Tuesday, 16 October 2012

15/10 Bedbugs strike again


Monday 15th BEDBUGS

Aaaargh. These things do happen in the tropics and with backpackers coming from all directions, often from bodgy dodgy lodgings, it is occasionally inevitable. J had settled into the lower bunk and banished me to the freezing wasteland upstairs in the full blast of the ecconshner, which she turned down to 23. So she enjoyed the full attention of the little monsters and got thoroughly gnawed.

We have shifted the luggage into a storeroom, hoping not to have picked up any hitchhikers L This is exactly the stage of a trip you do NOT want to pick up bedbugs because, annoying and uncomfortable though it is to be bitten by them, it is utterly insignificant compared to the disaster of taking them home with you! You can spend tens of thousands having every scrap of clothing and furniture transported to a fumigation site while the house is being bombed with toxic chemicals. Eeeew.

We borrowed a scale to weigh the bags last night and were alarmed though not surprised to weigh in at 73kg. There’s lead in them there Tshirts! And the fridge magnets don’t help.  Luckily we know rule 1 – wear the weight – so we shall board the plane bedecked in the heaviest clothing with sleeves and pockets stuffed with the heaviest items.

Just got a reminder from the airline, which includes the aside that it is extremely important to stay in the allocated seat, thereby assisting the airline and the authorities to maintain the highest standards of passenger safety – horse’s arse – so that they can force you to pay for the privilege of sitting next to your partner.

They had cleared a room next door by 10am and we moved in there while they fumigated the original room. They have taken our clothes for washing and (cross fingers) there have been no further bites so far today. J fires up in response to these things and erupts in big red blotches that itch fiercely.

We had Indian lunch at our usual Singapore haunt and enjoyed watching our tablemates thoroughly massaging their food by (right) hand before eating it. We tend to eat with both hands and whatever implements are available and wonder whether they are aware that we have different hygiene practices or whether they are appalled by our behaviour. They are pretty well caked in rice and relish up to the knuckles by the time they get the food in their mouths.

Our neighbours were each hacking into a large banana leaf rectangle loaded up with white rice, a pile of mixed and minced vegetables (looking not unlike Dad Mash), several dollops of sauce or relish and then 6 separate side bowls containing different sauces. The whole thing is covered by a huge crispy pancake, which they tend to dip into a mix of the rice, blended, rolled and massaged with various of the available relishes.

We then wandered down Race Course Road to the Mustafa centre – a large and crowded shopping centre. We managed to exchange most of our accumulated foreign currencies (5 of them) – they didnt want Israeli Shekels. The rates were surprisingly good and no fees.

On the way back we dropped into a few stores and could not resist buying just a FEW pairs of shoes (including black and red crocks) and some bits. We watched a bit of Pearl Harbour on DVD, which was poignant having just visited the site and stood in the monument over the wreck of the USS Arizona.

We had dinner back at a fascinating restaurant we passed this afternoon. The exterior is done up to look like a jungle setting and the outdoor tables and chairs are made out of rustic lumps of wood to contribute to the Tarzan image.

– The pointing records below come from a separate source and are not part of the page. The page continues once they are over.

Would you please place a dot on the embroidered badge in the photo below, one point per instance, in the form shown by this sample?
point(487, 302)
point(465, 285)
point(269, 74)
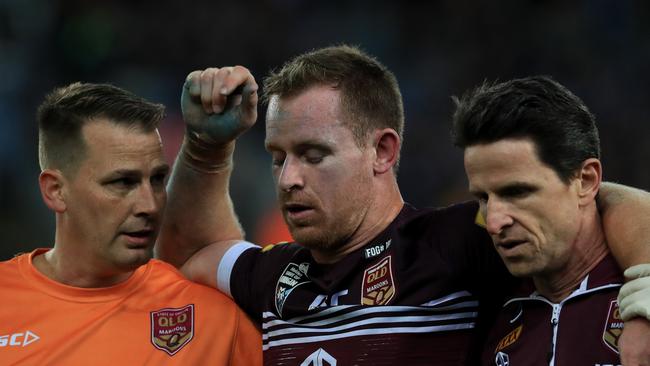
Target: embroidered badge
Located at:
point(502, 359)
point(378, 287)
point(293, 276)
point(509, 339)
point(172, 328)
point(613, 327)
point(376, 250)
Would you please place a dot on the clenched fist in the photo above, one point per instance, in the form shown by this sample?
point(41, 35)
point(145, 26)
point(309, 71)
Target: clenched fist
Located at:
point(220, 103)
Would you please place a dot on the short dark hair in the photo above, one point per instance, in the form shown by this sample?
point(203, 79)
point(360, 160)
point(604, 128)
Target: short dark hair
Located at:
point(66, 110)
point(370, 94)
point(539, 108)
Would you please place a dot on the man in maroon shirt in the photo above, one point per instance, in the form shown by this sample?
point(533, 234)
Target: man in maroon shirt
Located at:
point(532, 159)
point(371, 280)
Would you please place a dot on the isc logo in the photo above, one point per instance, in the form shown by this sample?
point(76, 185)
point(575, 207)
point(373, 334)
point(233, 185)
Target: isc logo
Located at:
point(18, 339)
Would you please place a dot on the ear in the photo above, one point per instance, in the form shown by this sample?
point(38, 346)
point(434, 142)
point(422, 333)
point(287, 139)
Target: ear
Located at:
point(387, 145)
point(51, 183)
point(589, 179)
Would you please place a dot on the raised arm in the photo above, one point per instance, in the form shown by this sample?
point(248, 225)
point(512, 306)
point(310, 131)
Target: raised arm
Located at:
point(199, 226)
point(626, 218)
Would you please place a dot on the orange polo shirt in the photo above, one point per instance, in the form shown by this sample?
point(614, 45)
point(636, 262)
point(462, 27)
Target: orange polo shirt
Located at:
point(156, 317)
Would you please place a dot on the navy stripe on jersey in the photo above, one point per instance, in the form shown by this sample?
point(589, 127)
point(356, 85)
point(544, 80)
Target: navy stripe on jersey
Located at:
point(453, 312)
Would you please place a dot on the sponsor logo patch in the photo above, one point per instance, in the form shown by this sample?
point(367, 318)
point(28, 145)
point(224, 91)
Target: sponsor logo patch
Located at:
point(509, 339)
point(376, 250)
point(502, 359)
point(172, 328)
point(378, 287)
point(319, 358)
point(18, 339)
point(613, 327)
point(293, 276)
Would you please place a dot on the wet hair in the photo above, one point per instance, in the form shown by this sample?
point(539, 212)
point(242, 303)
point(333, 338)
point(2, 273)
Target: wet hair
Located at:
point(66, 110)
point(537, 108)
point(370, 95)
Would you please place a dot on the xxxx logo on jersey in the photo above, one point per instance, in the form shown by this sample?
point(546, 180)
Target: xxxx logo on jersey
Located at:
point(613, 327)
point(172, 328)
point(378, 287)
point(509, 339)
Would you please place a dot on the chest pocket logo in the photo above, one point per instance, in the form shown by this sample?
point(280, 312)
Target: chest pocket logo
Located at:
point(293, 276)
point(613, 327)
point(378, 287)
point(509, 339)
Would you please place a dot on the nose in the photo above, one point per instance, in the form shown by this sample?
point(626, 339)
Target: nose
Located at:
point(497, 216)
point(290, 176)
point(149, 200)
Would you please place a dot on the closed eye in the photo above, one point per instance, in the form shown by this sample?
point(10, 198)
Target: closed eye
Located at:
point(517, 191)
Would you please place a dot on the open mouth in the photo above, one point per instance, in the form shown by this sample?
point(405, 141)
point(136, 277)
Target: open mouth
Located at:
point(510, 244)
point(297, 211)
point(139, 238)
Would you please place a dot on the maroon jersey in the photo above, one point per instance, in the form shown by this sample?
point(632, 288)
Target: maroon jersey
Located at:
point(582, 329)
point(415, 295)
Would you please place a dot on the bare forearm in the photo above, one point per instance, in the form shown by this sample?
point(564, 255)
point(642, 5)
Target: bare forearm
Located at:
point(199, 210)
point(626, 220)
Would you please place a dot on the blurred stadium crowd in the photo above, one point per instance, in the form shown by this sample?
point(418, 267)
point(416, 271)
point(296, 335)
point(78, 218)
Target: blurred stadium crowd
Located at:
point(600, 49)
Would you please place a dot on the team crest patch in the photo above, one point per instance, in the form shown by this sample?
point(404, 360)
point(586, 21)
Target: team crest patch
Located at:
point(293, 276)
point(613, 327)
point(172, 328)
point(378, 287)
point(509, 339)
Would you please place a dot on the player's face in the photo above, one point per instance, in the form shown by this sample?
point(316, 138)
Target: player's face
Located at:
point(532, 216)
point(323, 178)
point(114, 202)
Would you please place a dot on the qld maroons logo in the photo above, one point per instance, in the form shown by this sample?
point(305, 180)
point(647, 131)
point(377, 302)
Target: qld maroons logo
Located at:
point(613, 327)
point(172, 328)
point(378, 287)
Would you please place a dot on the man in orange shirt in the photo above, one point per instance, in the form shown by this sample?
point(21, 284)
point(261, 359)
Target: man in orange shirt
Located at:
point(97, 297)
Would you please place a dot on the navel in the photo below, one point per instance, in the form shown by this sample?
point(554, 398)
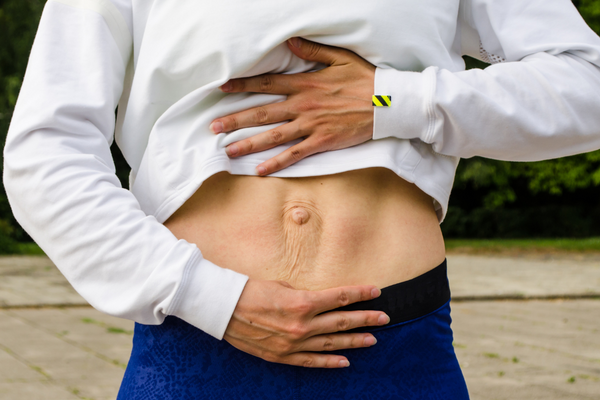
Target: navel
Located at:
point(300, 215)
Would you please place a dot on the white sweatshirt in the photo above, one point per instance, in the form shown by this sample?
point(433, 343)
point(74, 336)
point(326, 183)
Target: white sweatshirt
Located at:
point(162, 63)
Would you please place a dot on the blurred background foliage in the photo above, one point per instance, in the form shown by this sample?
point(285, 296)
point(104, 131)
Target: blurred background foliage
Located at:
point(490, 199)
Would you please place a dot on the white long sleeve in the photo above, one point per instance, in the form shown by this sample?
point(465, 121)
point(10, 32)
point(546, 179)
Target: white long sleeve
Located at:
point(540, 100)
point(61, 183)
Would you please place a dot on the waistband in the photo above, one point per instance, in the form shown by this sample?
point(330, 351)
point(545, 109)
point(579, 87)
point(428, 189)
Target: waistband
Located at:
point(409, 300)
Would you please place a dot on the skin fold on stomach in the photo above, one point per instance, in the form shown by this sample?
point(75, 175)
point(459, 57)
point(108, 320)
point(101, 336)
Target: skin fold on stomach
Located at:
point(359, 227)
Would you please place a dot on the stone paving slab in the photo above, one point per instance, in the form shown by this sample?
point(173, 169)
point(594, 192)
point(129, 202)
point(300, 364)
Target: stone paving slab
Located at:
point(508, 349)
point(31, 281)
point(517, 350)
point(529, 349)
point(64, 353)
point(473, 277)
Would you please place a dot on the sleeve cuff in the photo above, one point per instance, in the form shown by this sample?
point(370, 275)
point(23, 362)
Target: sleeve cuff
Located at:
point(411, 113)
point(209, 297)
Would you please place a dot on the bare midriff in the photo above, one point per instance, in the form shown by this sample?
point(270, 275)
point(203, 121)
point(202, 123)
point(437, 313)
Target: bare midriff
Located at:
point(358, 227)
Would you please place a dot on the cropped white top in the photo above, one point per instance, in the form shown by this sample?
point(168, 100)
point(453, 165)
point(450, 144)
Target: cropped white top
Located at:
point(162, 63)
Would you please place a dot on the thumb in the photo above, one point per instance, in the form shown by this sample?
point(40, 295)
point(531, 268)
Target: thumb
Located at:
point(312, 51)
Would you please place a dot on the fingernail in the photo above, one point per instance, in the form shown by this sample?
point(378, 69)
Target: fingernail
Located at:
point(296, 42)
point(232, 150)
point(227, 87)
point(216, 127)
point(370, 341)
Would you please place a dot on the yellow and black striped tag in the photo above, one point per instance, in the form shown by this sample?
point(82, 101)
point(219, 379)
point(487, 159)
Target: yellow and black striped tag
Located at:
point(382, 101)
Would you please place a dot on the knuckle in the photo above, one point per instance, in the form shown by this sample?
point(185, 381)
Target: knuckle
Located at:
point(286, 348)
point(343, 298)
point(308, 362)
point(266, 83)
point(232, 123)
point(247, 146)
point(324, 141)
point(261, 115)
point(328, 344)
point(296, 154)
point(312, 50)
point(297, 331)
point(343, 323)
point(276, 137)
point(269, 356)
point(306, 105)
point(275, 165)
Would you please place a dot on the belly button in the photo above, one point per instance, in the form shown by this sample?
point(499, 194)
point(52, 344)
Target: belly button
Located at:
point(300, 216)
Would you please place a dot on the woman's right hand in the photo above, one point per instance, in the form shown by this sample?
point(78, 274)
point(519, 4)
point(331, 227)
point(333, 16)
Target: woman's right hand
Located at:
point(278, 323)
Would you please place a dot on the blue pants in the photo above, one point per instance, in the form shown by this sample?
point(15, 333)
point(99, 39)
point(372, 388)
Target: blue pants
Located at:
point(412, 359)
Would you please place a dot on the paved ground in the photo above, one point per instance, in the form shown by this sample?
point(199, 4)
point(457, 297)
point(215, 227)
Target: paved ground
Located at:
point(517, 349)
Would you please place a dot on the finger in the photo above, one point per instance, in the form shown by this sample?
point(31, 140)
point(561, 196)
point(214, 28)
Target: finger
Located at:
point(329, 299)
point(312, 51)
point(338, 342)
point(332, 322)
point(263, 141)
point(268, 83)
point(288, 157)
point(253, 117)
point(315, 360)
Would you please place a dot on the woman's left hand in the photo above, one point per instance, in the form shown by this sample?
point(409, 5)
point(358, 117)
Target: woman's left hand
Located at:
point(330, 108)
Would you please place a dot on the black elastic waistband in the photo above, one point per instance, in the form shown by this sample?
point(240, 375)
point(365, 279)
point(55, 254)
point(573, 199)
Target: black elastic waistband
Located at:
point(409, 300)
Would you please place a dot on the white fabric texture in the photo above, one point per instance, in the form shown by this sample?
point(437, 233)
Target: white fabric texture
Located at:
point(162, 63)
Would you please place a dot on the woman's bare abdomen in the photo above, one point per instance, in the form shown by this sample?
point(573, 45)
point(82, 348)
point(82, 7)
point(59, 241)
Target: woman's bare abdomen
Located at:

The waiters are all done up in khaki with Sam Brown military belts and pith helmets. I thought I had walked into a re-enactment of a 1950s Delhi Police HQ. It was very striking – as much so as the Hospital Bar/Pub at Clark Quay, where the waiters are dressed like nurses, the drinks come in medical drip bags, and the furniture consists of clunky old chrome hospital beds, wheelchairs and operating theatre lights.

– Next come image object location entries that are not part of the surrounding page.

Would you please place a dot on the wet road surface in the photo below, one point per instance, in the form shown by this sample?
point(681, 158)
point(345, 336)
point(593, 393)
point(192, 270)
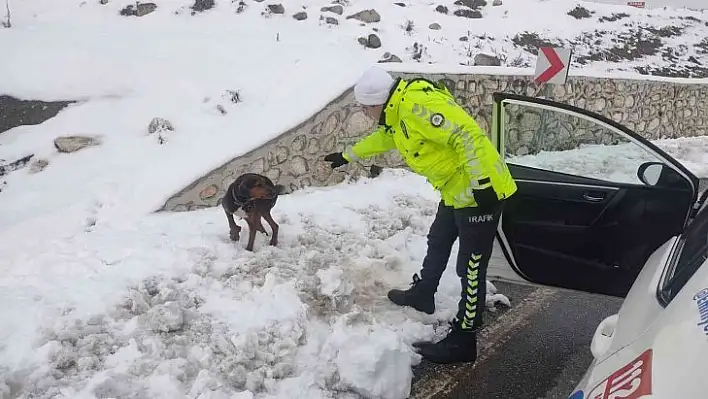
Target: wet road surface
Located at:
point(540, 348)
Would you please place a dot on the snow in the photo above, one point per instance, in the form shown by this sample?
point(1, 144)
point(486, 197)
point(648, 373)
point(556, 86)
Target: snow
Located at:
point(619, 163)
point(102, 298)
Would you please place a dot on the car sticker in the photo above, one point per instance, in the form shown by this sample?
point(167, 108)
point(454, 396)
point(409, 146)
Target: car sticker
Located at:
point(630, 382)
point(701, 299)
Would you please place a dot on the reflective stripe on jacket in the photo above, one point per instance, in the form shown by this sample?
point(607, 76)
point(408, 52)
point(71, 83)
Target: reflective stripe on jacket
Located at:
point(437, 139)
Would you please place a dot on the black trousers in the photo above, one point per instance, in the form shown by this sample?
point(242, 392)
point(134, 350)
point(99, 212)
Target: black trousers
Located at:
point(475, 228)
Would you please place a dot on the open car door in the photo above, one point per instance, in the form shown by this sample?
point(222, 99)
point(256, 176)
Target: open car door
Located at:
point(594, 199)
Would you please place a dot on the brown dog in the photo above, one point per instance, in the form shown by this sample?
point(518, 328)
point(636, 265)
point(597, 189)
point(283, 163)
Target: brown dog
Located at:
point(253, 196)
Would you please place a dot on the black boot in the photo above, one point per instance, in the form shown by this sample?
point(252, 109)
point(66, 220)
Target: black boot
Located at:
point(419, 297)
point(460, 346)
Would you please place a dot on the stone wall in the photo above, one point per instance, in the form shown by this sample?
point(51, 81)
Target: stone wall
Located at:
point(650, 108)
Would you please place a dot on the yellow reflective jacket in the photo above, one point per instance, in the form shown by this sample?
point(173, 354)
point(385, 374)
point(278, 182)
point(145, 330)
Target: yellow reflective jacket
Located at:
point(437, 139)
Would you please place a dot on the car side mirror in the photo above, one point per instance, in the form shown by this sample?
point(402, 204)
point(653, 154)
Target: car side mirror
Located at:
point(650, 172)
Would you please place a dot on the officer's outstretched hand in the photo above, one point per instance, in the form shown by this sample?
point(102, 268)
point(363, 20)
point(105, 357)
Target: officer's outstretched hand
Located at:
point(336, 160)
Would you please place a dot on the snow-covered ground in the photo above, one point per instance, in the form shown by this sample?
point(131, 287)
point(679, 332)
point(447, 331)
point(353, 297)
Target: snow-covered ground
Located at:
point(619, 163)
point(101, 298)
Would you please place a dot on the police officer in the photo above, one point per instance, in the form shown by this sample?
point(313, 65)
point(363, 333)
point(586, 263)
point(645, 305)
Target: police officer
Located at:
point(438, 139)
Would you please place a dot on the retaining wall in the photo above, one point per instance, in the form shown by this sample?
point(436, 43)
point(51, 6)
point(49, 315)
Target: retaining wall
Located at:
point(654, 109)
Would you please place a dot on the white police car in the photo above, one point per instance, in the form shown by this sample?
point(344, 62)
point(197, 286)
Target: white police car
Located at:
point(617, 216)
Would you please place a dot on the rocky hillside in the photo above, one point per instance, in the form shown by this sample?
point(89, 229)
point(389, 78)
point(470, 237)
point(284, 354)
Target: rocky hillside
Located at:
point(662, 42)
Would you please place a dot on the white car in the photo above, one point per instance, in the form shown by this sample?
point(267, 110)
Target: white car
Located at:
point(621, 219)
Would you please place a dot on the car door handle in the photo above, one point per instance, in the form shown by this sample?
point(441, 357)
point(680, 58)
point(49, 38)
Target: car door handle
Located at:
point(593, 198)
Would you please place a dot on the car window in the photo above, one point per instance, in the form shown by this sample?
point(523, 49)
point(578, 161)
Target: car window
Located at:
point(692, 252)
point(560, 141)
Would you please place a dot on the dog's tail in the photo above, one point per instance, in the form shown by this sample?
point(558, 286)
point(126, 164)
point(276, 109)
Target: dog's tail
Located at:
point(279, 189)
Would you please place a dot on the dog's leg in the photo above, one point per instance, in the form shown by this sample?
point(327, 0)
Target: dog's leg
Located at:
point(273, 226)
point(234, 229)
point(251, 233)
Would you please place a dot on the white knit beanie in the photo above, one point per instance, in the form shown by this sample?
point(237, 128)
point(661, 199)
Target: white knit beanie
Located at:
point(373, 87)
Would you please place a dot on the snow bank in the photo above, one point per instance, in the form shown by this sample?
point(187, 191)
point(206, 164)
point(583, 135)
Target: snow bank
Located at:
point(165, 306)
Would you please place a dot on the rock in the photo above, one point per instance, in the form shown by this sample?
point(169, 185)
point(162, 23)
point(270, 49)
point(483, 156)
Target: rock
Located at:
point(145, 9)
point(202, 5)
point(486, 60)
point(74, 143)
point(468, 13)
point(367, 16)
point(38, 166)
point(337, 9)
point(388, 57)
point(372, 41)
point(15, 165)
point(276, 8)
point(160, 125)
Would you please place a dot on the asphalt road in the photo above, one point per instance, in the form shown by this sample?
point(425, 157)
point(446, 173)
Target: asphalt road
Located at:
point(538, 349)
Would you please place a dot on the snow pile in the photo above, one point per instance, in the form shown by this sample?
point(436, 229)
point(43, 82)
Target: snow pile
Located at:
point(166, 306)
point(229, 76)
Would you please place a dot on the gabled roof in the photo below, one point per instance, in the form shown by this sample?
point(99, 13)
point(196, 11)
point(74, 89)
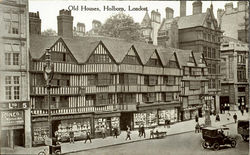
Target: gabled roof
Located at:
point(191, 20)
point(39, 44)
point(145, 51)
point(227, 39)
point(165, 54)
point(183, 56)
point(146, 21)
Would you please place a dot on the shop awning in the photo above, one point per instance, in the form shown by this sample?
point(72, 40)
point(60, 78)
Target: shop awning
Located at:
point(160, 106)
point(106, 114)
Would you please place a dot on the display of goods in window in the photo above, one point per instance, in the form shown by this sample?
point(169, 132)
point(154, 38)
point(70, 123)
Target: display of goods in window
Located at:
point(139, 118)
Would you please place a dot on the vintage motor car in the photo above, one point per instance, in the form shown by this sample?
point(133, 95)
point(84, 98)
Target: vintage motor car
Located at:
point(243, 129)
point(213, 137)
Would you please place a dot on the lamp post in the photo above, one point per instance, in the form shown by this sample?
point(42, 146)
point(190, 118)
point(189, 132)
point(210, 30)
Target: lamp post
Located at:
point(48, 71)
point(207, 108)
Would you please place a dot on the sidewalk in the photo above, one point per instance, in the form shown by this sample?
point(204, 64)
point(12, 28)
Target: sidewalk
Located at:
point(177, 128)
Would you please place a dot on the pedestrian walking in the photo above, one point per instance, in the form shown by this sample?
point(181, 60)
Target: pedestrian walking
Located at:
point(140, 131)
point(235, 117)
point(128, 134)
point(103, 132)
point(197, 128)
point(217, 118)
point(116, 132)
point(71, 136)
point(228, 116)
point(143, 131)
point(88, 137)
point(196, 118)
point(151, 133)
point(242, 111)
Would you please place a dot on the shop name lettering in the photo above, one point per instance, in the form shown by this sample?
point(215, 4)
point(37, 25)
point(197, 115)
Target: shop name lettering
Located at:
point(11, 116)
point(16, 105)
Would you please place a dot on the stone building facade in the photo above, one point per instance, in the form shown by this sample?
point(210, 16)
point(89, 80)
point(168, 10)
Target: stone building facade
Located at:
point(235, 80)
point(200, 33)
point(14, 78)
point(240, 15)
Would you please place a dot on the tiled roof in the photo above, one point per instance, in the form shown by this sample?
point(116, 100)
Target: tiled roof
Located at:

Anyway, we went to the jungle restaurant this evening. It was a bit pricey by our standards but very delicious – the Rogan Josh was excellent – fully flavoured and a warm glow in the mouth with a slight beading of sweat around your nose (the sign of a really good curry). J was ready for an early bed after taking a couple of antihistamines.
It's Diwali (or Deepavali) time when little India comes alive with lights and markets.  The Festival of Light is celebrated mid Oct to mid Nov.